La filmographie est également disponible au format pdf ici.

© L’Arche d’Anote - Eye Steel Film

Finance et justice climatique : un marché du droit à polluer

Les changements climatiques affectent désormais la globalité de la population mondiale et nos équilibres écosystémiques. Les répercussions des systèmes financiers en place bouleversent nos modes de vie et les scientifiques s’accordent pour dire qu’à l’avenir, les changements climatiques ne feront qu’accentuer les inégalités économiques et sociales d’ores et déjà observées entre les États, entre les communautés, mais aussi entre les différentes catégories sociales et entre les individus. Dans ce contexte, la justice climatique s’est récemment imposée comme une question incontournable.

Dans leur ouvrage sur le sujet publié par les ECLM, Marta Torre-Schaub et Sabine Lavorel reviennent dans un premier temps sur les origines de cette justice climatique et, notamment, sur le moment où les États se sont entendus pour partager le «  budget carbone  » et adopter une approche redistributive de la justice climatique au niveau international. Nombre d’ONG et de chercheur·es ont, depuis, largement interrogé la pertinence de ce qui est devenu un «  marché du droit à polluer  », même si le but initial affiché était bel et bien d’endiguer le réchauffement climatique.

En regardant un peu en arrière, on est en effet en droit de se demander s’il était bien raisonnable d’imaginer que le monde de la finance puisse devenir un acteur efficace au service de la lutte contre le changement climatique et aider à la construction d’une transition juste… Pour Tom Heinemann, réalisateur du documentaire d’investigation The Carbon Crooks (2013) (*), la réponse ne fait aucun doute : alors que le protocole de Kyoto arrivait à expiration, il a enquêté sur la façon dont les pays signataires s’y sont pris pour respecter leur engagement à réduire les émissions de gaz à effet de serre. Une des solutions a été d’acheter des crédits carbone : si un pays riche avait du mal à atteindre les objectifs fixés par le protocole de Kyoto, il lui suffisait d’acheter des tonnes d’équivalents CO2 à des pays pauvres… Mais la machine s’est grippée et, selon Europol, la fraude fiscale dans ce secteur s’est rapidement élevée à plus de 5 milliards d’euros  ! Le système du crédit carbone s’est ensuite écroulé et les prix ont chuté de 90%. La conclusion de Carbon Crooks est sans appel : les émissions carbone n’ont, depuis, cessé d’augmenter et polluer n’a jamais été si bon marché…

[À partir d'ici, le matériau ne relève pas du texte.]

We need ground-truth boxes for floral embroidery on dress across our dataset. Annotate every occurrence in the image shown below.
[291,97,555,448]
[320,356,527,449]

Protéger les victimes et réparer les dommages climatiques

Dans la seconde partie de leur ouvrage, les autrices Marta Torre-Schaub et Sabine Lavorel s’intéressent à un autre volet de la justice climatique, celui de la reconnaissance des victimes. Les droits des déplacés et migrants climatiques sont encore trop souvent niés et il devient urgent d’ériger des normes pour assurer leur protection et pour encadrer leur réinstallation – que ce soit à l’intérieur d’un même pays ou à l’échelle transfrontalière. Plusieurs films témoignent avec force des effets dévastateurs du changement climatique sur les États insulaires menacés de disparition. En 2014, avec Thulé Tuvalu, le documentariste Matthias Von Gunten permettait déjà de prendre la mesure de la violence des bouleversements que quelques degrés de plus peuvent provoquer à l’échelle humaine, d’une extrémité à l’autre de la planète : à Thulé (au Groenland) comme à Tuvalu (dans l’archipel polynésien), les populations sont ainsi non seulement sommées d’abandonner leur mode de vie traditionnel mais aussi contraintes de rejoindre les rangs des réfugiés climatiques si elles veulent espérer simplement survivre.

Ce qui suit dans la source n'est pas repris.